Boy discovers rare, nearly intact woolly mammoth

Ron Recinto
The Sideshow

Scientists looking at a nearly intact mammoth carcass say the woolly beast may have been killed by an ice-age human.

Alexei Tikhonov of the St. Petersburg Zoology Institute told the Associated Press that the mammoth found in Siberia—one of the best preserved carcasses ever found—could have been "possibly" killed by a human or a rival mammoth.

The remarkable discovery was made last month by an 11-year-old Russian boy. While exploring the area around his home, the youngster uncovered a tusk, bones, fur and flesh of a creature that is estimated to be 30,000 years old, the Daily Mail reports.

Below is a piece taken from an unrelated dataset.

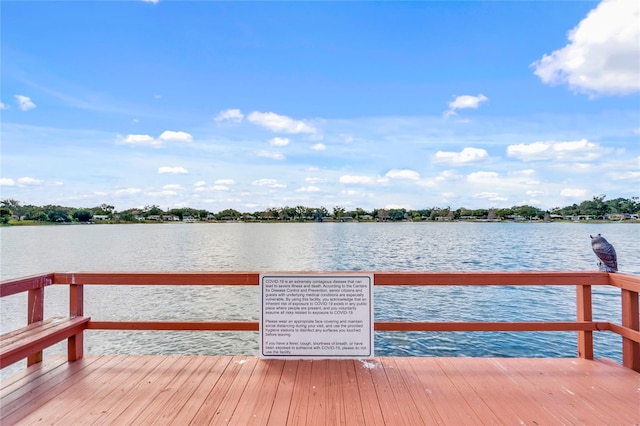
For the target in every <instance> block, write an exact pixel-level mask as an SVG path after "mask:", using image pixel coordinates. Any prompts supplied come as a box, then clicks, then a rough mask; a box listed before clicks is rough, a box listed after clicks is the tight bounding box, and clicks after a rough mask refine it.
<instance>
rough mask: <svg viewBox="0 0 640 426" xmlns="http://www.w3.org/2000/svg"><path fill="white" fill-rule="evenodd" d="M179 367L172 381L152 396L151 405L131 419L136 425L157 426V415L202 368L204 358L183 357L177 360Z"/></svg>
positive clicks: (159, 389)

The boy, Yevgeny Salinder, according to ABC News, found the remains in permafrost in Taymyr, located in Russia's northernmost region.

The mammoth is informally named Zhenya, after the boy's nickname. Its official name is the Sopkarginsky mammoth, according to ABC News.

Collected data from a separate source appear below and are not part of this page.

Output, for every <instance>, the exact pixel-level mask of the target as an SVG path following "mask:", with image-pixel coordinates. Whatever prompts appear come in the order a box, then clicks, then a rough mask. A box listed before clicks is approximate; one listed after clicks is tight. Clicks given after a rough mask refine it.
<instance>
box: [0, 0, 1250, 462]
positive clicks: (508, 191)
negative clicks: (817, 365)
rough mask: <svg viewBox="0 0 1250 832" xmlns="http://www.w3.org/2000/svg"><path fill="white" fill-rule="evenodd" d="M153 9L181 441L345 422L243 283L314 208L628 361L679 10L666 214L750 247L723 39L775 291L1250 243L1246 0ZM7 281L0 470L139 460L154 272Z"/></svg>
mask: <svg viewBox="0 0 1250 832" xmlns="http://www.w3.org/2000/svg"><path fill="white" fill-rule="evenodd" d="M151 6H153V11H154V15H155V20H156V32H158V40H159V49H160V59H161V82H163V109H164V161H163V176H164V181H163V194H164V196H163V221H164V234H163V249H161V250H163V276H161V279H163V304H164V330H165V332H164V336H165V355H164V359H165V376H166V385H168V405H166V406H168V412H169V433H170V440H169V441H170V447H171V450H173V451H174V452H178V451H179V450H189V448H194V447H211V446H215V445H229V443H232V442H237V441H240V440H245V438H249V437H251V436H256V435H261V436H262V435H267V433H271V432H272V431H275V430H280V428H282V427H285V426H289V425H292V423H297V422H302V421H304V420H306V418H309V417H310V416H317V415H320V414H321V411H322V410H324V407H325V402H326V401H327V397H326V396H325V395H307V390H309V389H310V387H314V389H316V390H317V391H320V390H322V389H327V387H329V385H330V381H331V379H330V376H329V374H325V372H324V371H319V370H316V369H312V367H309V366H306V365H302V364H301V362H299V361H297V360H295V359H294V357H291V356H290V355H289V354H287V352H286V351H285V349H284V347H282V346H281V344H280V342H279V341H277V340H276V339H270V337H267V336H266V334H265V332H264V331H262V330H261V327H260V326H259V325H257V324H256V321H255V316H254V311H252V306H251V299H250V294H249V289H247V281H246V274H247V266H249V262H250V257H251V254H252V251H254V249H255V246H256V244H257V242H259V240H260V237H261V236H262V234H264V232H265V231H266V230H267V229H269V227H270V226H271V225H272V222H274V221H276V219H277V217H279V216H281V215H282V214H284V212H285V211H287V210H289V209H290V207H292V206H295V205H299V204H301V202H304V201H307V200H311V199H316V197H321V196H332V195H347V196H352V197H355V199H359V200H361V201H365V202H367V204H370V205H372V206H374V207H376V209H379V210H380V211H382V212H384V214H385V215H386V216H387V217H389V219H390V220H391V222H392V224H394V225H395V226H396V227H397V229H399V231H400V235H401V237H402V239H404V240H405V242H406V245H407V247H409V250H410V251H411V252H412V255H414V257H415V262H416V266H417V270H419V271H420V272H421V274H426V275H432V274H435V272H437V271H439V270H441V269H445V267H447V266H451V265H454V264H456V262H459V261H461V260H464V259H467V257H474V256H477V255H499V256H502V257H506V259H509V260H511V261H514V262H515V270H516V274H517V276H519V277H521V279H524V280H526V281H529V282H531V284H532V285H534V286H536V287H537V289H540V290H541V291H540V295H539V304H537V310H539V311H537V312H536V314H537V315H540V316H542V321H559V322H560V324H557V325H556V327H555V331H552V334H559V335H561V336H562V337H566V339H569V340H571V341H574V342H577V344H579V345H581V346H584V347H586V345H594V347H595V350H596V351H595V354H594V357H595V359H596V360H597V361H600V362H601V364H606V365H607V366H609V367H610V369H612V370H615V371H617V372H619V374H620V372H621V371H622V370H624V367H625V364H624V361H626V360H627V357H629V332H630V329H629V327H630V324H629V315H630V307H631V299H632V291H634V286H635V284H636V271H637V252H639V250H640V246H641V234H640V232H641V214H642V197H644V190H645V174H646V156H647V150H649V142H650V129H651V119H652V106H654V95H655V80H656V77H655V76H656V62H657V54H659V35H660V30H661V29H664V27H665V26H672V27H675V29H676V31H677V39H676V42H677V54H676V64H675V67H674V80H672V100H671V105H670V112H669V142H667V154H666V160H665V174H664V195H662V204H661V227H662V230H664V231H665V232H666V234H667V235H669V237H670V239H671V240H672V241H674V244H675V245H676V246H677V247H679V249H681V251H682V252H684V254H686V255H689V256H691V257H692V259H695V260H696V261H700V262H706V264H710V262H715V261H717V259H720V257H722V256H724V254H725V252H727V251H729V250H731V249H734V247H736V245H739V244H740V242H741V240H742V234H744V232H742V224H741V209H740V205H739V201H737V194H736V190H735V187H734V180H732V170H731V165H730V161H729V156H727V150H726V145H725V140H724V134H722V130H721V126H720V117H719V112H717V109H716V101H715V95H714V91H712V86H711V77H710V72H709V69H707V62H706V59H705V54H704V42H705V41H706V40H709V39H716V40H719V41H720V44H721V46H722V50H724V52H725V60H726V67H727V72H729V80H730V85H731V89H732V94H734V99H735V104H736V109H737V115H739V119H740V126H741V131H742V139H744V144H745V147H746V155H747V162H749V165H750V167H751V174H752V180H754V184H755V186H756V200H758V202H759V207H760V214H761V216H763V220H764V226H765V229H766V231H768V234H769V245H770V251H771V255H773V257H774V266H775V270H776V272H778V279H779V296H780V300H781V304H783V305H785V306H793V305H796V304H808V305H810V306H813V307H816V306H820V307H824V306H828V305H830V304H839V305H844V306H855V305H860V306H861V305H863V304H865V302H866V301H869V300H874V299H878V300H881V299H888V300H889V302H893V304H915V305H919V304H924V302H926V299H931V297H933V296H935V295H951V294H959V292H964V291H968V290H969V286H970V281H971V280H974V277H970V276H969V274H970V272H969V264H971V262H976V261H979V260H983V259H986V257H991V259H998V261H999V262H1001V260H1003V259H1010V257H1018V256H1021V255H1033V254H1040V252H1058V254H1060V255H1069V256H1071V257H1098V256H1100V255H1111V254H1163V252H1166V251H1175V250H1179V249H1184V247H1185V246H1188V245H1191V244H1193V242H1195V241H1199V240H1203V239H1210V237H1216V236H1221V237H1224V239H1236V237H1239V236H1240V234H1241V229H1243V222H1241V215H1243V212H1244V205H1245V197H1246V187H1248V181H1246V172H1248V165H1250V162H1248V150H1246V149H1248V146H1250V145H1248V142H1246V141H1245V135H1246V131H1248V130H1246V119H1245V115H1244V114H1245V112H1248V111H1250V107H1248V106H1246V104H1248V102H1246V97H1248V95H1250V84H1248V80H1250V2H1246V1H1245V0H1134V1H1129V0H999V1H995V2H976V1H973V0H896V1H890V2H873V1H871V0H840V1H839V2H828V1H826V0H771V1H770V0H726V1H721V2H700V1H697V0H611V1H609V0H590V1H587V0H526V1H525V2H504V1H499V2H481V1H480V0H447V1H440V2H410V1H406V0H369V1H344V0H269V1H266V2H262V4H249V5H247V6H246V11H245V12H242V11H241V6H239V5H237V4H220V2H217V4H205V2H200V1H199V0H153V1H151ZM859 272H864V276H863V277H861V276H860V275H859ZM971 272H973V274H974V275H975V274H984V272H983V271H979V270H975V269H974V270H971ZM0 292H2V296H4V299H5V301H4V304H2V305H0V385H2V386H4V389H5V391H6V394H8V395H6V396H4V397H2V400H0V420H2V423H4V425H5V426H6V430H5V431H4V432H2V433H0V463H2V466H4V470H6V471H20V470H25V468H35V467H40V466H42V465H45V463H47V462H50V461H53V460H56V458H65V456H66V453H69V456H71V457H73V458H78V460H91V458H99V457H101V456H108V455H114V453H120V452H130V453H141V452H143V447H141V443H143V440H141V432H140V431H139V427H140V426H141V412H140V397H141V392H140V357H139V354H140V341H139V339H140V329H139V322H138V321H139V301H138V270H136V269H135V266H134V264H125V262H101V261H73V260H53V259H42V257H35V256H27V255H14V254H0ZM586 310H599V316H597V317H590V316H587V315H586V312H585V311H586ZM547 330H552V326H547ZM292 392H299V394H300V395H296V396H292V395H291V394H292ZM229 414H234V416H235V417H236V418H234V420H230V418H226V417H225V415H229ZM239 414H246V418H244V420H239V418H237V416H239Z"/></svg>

The 16-year-old mammoth was 6 feet 6 inches tall and weighed about 1,100 pounds, Tikhonov told AP. While the mammoth is nearly intact, its DNA is damaged and "hardly" suitable for cloning.

Tikhonov told the Daily Mail the last time such a well-preserved mammoth was found in Russia was in 1901.

The carcass will become an exhibit at the Taymyr Regional Studies Museum in Russia.